Venice 2020 review: The Third War (Giovanni Aloi)

A tense, piercing psychological drama, French Orizzonti entry The Third War premiered at the 2020 Venice Film Festival without causing too many ripples among jurors or critics. Still, it is an extremely accomplished feature debut from director Giovanni Aloi, centered around a single, powerful idea – aiming to examine just how vast the gulf between danger and paranoia really is, and how certain visual signifiers can short circuit our entire understanding of reality. Léo, the central character, is a young recruit (Anthony Bajon has the perfect features to infuse the character with childlike vulnerability) in the French Army just out of basic training and assigned to a unit which patrols the streets of Paris and protects sensitive targets. Next to him are Hicham, a towering, more experienced officer whose tales of past military glory might just not be 100% truthful, and team leader Coline, well-respected by her men but overlooked by her superiors, and hiding the kind of secrets the Army would like to believe itself equipped to handle but failing miserably at it.

Italian-born but France-based, Aloi returns time and again to framing the soldiers at odds with their surroundings, suggesting how incongruous they look and yet how normalized they are to us all: operators in full assault gear stationing in streets that can provide them with no conflict, at least in the conventional sense of the word. Despite its firm focus on the psychological conditions of the soldiers, The Third War also objectifies them, visually operating as a sort of reverse shot from the point of view of the public. What do these soldiers see while they wait and scan their surroundings? How do they decode reality and separate what’s true from what’s imagined? Military iconography – weapons, gear, the barracks – is deployed as a rhythmic key that progressively erodes meaning, echoing something like Beau Travail, although Aloi’s scope is of course much narrower and less nuanced than Claire Denis’.

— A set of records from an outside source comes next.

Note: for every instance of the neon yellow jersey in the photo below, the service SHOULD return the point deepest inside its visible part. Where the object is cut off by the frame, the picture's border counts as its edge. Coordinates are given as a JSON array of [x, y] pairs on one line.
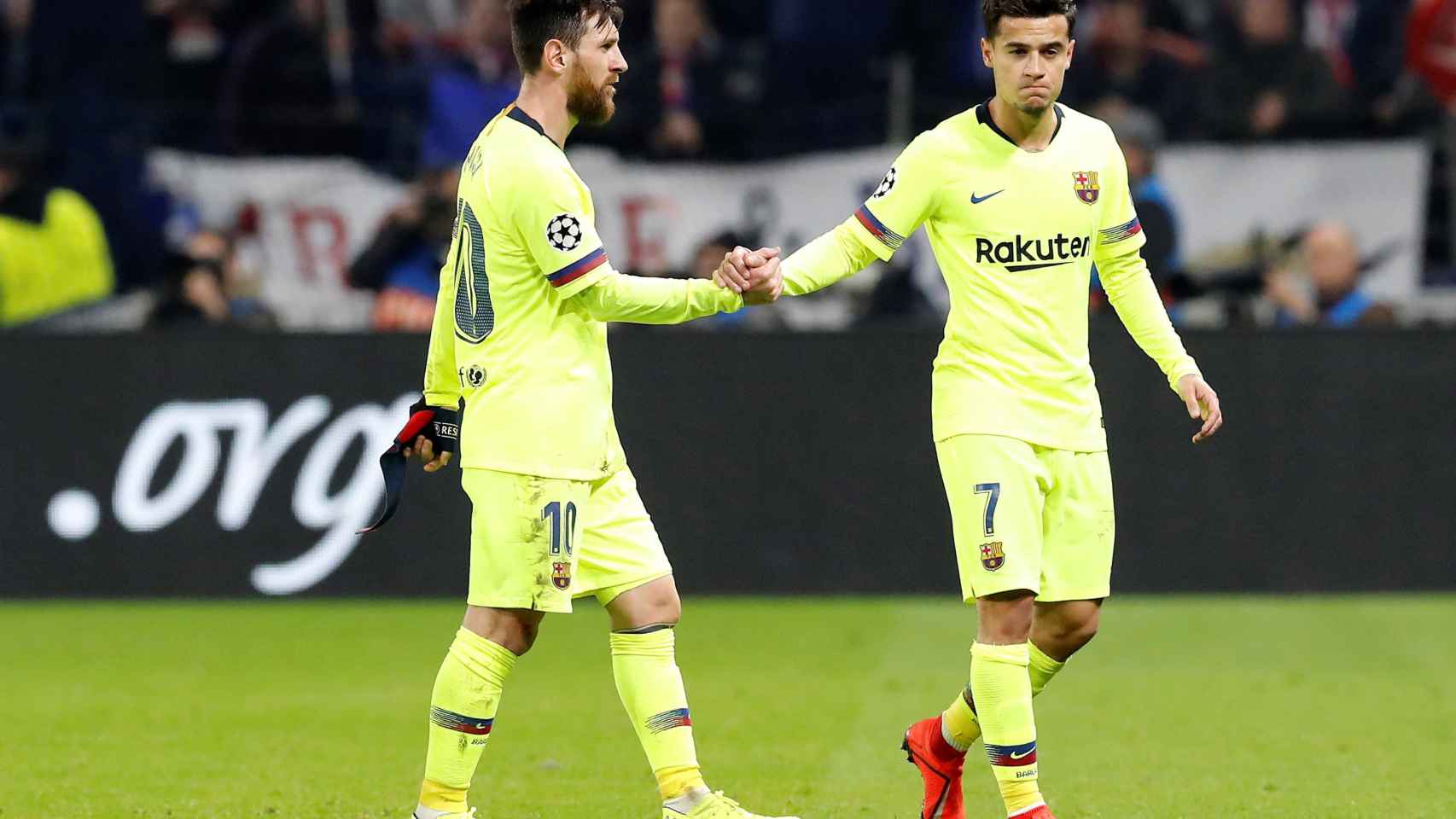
[[55, 255], [533, 369], [1015, 235]]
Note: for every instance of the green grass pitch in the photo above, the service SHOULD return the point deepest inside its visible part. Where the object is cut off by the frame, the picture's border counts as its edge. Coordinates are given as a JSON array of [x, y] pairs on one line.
[[1184, 707]]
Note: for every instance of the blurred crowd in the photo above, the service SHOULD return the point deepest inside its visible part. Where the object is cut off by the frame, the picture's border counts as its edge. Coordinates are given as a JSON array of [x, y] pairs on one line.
[[89, 86]]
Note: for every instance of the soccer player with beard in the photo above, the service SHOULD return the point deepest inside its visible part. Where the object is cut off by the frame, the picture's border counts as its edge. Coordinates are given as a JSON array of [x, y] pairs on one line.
[[1020, 197], [520, 336]]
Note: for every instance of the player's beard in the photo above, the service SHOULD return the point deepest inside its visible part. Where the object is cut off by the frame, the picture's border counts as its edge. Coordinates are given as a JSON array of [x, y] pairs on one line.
[[589, 102]]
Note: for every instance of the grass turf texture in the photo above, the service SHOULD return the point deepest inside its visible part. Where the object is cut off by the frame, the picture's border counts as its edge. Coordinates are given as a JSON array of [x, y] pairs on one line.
[[1184, 707]]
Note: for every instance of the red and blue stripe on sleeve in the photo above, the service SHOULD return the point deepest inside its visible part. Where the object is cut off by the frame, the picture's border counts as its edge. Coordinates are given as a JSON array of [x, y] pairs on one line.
[[1121, 231], [579, 268], [891, 239]]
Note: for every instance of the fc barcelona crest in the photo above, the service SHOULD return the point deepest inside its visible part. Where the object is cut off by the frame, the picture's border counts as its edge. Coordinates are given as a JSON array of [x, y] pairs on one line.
[[561, 575], [993, 556]]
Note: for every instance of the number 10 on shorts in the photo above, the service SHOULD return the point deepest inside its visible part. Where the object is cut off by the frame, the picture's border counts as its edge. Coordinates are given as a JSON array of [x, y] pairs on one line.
[[992, 492], [561, 536]]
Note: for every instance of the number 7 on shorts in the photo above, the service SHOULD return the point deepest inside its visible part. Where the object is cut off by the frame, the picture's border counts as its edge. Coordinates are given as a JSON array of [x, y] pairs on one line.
[[992, 492]]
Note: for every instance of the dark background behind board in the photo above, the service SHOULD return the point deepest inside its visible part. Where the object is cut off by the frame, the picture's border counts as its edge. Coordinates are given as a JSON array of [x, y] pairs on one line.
[[1336, 472]]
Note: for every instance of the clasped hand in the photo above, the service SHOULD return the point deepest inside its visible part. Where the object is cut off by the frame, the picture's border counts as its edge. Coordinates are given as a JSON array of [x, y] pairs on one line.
[[754, 274]]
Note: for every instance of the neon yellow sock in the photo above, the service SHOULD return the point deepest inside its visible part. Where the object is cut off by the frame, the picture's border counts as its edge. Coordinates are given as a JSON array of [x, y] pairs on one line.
[[462, 710], [651, 690], [958, 722], [1002, 688], [958, 725], [1041, 668]]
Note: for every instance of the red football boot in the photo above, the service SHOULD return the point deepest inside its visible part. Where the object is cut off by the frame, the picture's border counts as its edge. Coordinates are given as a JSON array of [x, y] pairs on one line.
[[940, 767]]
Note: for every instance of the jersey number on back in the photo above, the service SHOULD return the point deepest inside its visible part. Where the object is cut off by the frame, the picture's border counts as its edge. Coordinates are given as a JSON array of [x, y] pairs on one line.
[[475, 317]]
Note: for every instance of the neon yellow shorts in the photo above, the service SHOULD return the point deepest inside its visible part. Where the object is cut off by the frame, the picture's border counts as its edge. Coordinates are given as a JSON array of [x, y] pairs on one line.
[[536, 542], [1027, 517]]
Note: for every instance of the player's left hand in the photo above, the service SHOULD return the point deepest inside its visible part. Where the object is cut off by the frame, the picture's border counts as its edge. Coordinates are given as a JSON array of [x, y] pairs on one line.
[[746, 270], [1203, 404], [437, 435]]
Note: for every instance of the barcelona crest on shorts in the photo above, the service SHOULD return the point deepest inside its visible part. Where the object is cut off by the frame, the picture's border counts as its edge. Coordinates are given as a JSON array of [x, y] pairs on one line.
[[993, 556]]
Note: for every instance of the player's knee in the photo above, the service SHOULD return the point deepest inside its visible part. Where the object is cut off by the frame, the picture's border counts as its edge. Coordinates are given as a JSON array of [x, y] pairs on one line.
[[1068, 636], [664, 607], [513, 630], [1005, 619]]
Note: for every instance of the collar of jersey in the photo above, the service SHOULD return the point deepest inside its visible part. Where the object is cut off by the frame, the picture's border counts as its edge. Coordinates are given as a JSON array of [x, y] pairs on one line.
[[530, 121], [983, 115]]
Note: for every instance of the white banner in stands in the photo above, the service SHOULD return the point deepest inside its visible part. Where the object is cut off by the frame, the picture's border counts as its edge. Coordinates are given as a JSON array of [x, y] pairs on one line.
[[315, 216], [312, 218], [1226, 194]]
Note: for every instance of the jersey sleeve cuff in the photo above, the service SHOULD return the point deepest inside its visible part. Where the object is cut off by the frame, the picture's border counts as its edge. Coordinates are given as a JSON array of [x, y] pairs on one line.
[[1121, 239], [876, 235], [579, 274]]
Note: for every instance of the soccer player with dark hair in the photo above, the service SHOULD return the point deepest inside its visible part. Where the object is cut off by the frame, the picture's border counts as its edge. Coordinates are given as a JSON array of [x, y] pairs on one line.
[[1020, 197], [520, 336]]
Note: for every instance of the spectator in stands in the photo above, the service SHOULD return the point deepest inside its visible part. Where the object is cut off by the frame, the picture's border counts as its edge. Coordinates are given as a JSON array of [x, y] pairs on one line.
[[404, 261], [420, 20], [1268, 84], [686, 92], [201, 288], [53, 247], [1119, 63], [472, 84], [1361, 43], [1431, 47], [191, 49], [1330, 259], [288, 92]]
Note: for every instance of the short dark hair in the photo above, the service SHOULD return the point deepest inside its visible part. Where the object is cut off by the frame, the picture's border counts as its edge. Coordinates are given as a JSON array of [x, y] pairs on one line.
[[538, 22], [996, 9]]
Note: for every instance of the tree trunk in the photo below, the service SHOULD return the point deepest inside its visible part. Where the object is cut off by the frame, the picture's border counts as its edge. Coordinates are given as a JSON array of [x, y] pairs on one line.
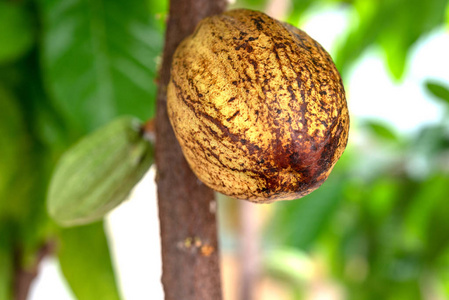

It is also inextricably linked to urban space, like Beau Travail was to the removed, alienating isolation of the Foreign Legion. Paris throbs and pushes against Léo’s skin, capitalizing on the unique current identity of a city on which both terrorism and domestic social unrest have left a mark in recent years. In this context, the military becomes the flipside of the police – the former looking for the invisible, the latter lashing out at the visible. Splicing law and order raises fundamental questions though, and inevitably pits the two against each other with competing visions of what it means to negotiate with the city’s soul. The Third War intuitively and effectively illuminates these issues throughout, and even in a climax which doesn’t quite work structurally and emotionally, it still pays off the main theme by using protests to bring the military and the police face to face.

If the rifle is enough to make the soldier – the ‘petit Famas’ that a girl at a club invokes to defuse Léo’s flirty posturing – then it is perhaps enough to turn civilians into enemies as well. Such persistent, unsolvable tension is lodged in the conscience of contemporary society, and Aloi, with surprising clarity, manages to stare at it long enough to detect just how toxic it might be.